The strike brought suffering to affected communities, eroding social capital. At the same time, it rekindled solidarity between civil society organisation and labour. The Gift of the Givers and stepped in to provide relief in the communities impoverished by the long strike. Other organisations also organised solidarity activities. The question for the future is: what if service delivery protestors unite with strikers in one of the South Africa’s key production nodes. The result would be a “perfect storm,” no doubt fuelled by inequality and extreme poverty.
The strike became a dilemma to some role-players: The National Union of Mineworkers (NUM) and COSATU struggled to formulate a response. In the end, COSATU remained largely silent even though champions of free enterprise used the strike to demonise demands for meaningful wage increases and to call for a reduction of union rights. NUM missed the opportunity to support fellow mineworkers by, for example, contributing to the strike support fund. In the end, NUM broke its silence to join government in calling for an end to the strike.

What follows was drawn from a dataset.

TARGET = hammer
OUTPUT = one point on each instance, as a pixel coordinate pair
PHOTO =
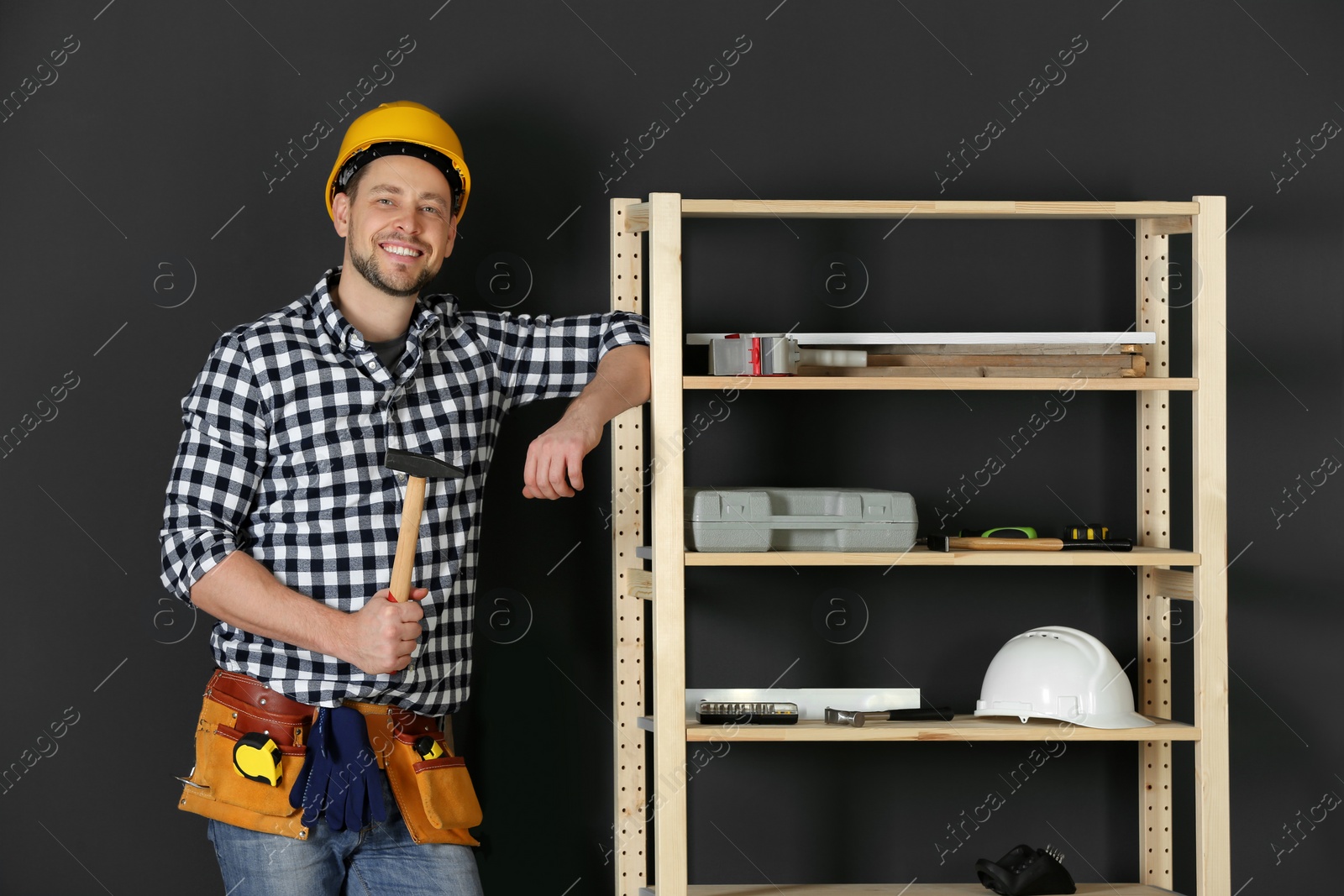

The ANC had a two-sided response. Mineral Resources Minister Ngoako Ramathlodi did very well to intervene, forcing parties to get back to the table to discuss solutions. On the other hand, the ANC's Gwede Mantashe stirred a hornet’s nest when, incredibly, he blamed the strike on “foreign forces” who were intent on weakening South Africa’s economy.
With the strike ended, where do we as a society go from here? What will be the ripple effect in the labour relations system?

There is talk of measures to restrict the space for trade unions to embark on strike action. Spokespersons for big business favour changes to the labour relations act to control strike action. And some in government agree, although indications are that trying to putting a lid on union activism at a time of heightened inequality may exacerbate rather than diminish conflict.
In the wake of the strike, government is also applying pressure to the two bodies aimed at encouraging co-operation between social partners. Through Ramatlhodi, government has suggested that the National Economic Development and Labour Council as well as the Commission for Conciliation, Mediation and Arbitration should share the blame for the length of the strike. The accusation does not seem fair, but a review of these bodies may lead to new powers that allow them to investigate the split over time between wages and profits in key sectors.
Unions are emboldened for the period ahead. AMCU believes the strike has effectively highlighted the dismal wages and living conditions in the mining sector. It is confident about playing a key role in securing more fundamental changes in the years ahead. Learning from the strike, more trade unions are now starting to refer to actual rand values rather than simply percentage points in framing their wage demands. By doing so, they get the public to understand how wages have stagnated and that, in many cases, a ‘double digit’ increase translates into little more than R200 a month.
It is not clear what lessons the captains of industry have learnt from the strike. So far one concession is that, as specialist lawyer Johan Olivier put it, companies should “show sensitivity when financially rewarding executives while refusing double digit increases to workers”.
For their part, the police forces will need to continue to build on their capacity to deal with violence and crowd management issues that flow from strikes. They need to maintain a fine balance – prevent violence while respecting workers right to organise. Apart from equipment and relevant policing skills, the police service also need highly skilled interlocutors who can interpret the workers responses, concerns and perceptions in times of crisis. 
If we can address fundamental issues raised by the strike – poor labour relations and the need to increase wages and share wealth at a faster rate – we may yet come to see the 2014 miners’ strike as beneficial rather than damaging to South Africa.